Julia gets mentioned in an article about FORTRAN

A different perspective.

I think “Python but fast” is a good way to explain Julia to programmers who have never heard of it. The main differences are

  • speed - fast enough that it doesn’t need C extensions. CPython is notoriously slow on many tasks. I think speed is the biggest difference between CPython and Julia, because it avoids needing C extensions in many cases. The original “Python but fast” is PyPy, whose speed has been hampered by maintaining compatibility with the old CPython C-API; recently the Hpy project has started work on replacing that API. I suspect (without evidence) that if PyPy had been available when the scientific Python stack was being written (around 2000), then Python’s scientific libraries wouldn’t need so many C extensions either, and that stack could’ve been implemented with much more Python and much less C.

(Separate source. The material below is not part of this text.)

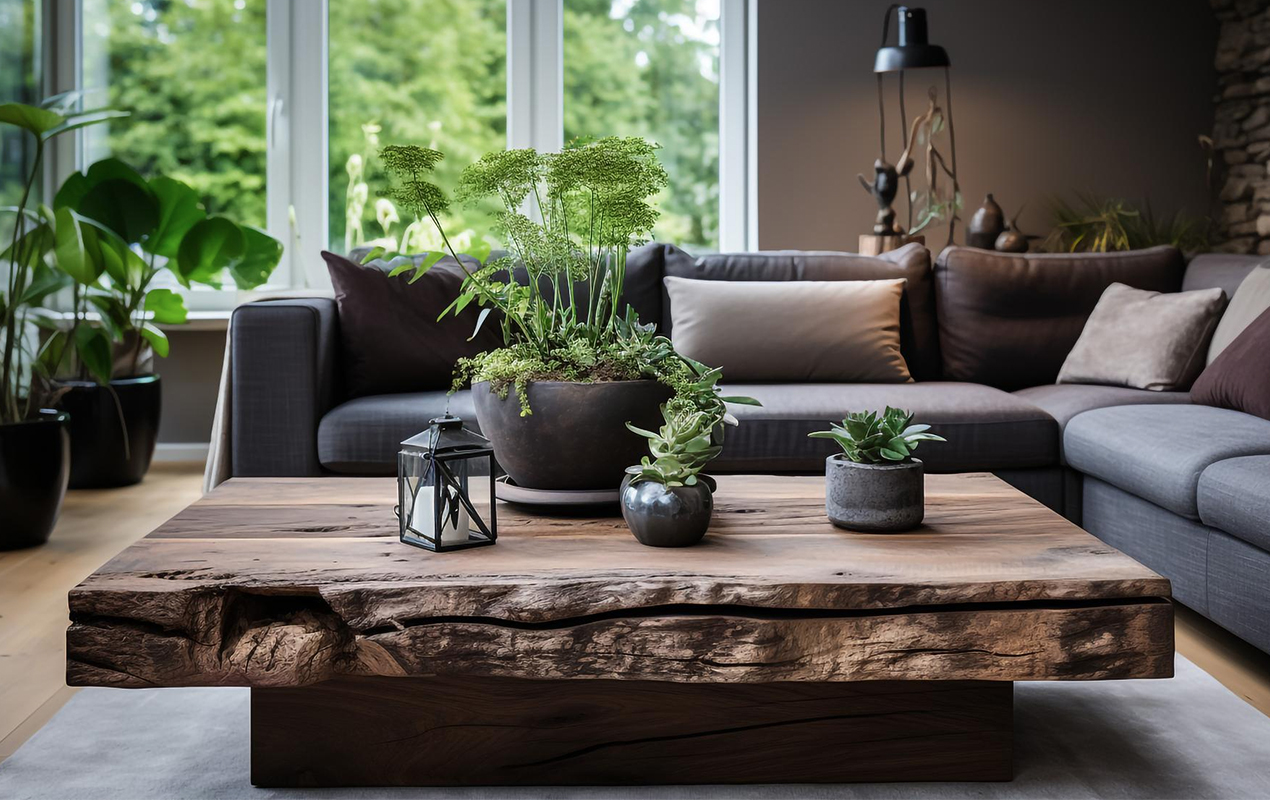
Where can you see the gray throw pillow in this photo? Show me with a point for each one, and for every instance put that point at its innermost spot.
(1144, 339)
(791, 330)
(1250, 301)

  • multiple dispatch - has some ecosystem effects like encouraging more array types. I don’t think this has as much impact yet as it could, mostly because Julia lacks interfaces. Without an interface definition system, APIs are inconsistent, unreliable, and have unclear semantic relationships. I don’t think “automatic interoperability” is scalable in practice under an informal manual model. This is why Clojure has Spec and why Python has protocols/zope interfaces/ABCs.

  • macros - Allow more concise syntax in some cases. Python might get these soon though they often do more harm than good. Julia’s hygiene is complicated.

  • uniform packaging story - Having a single declarative packaging tool makes it easier to statically analyze and manipulate packaging metadata. Python has good packaging systems now with Poetry and Conda, but there’s a ton of existing code that doesn’t use systems like these.

Python and Javascript are maybe the most-used languages in the world, so it makes sense to compare to them when possible. But the comparison is also pretty natural.

On the similarities. I’ll pick some features and compare Julia and Python to alternative choices other languages have made.

  • Easy to start. print("hello") just works. Compare to Java which needs public static void main(String[] args) which can overwhelm a beginner before they even start.

  • Significant focus on scientific applications. Contrast with Common Lisp, a fast lisp with a smaller scientific user focus.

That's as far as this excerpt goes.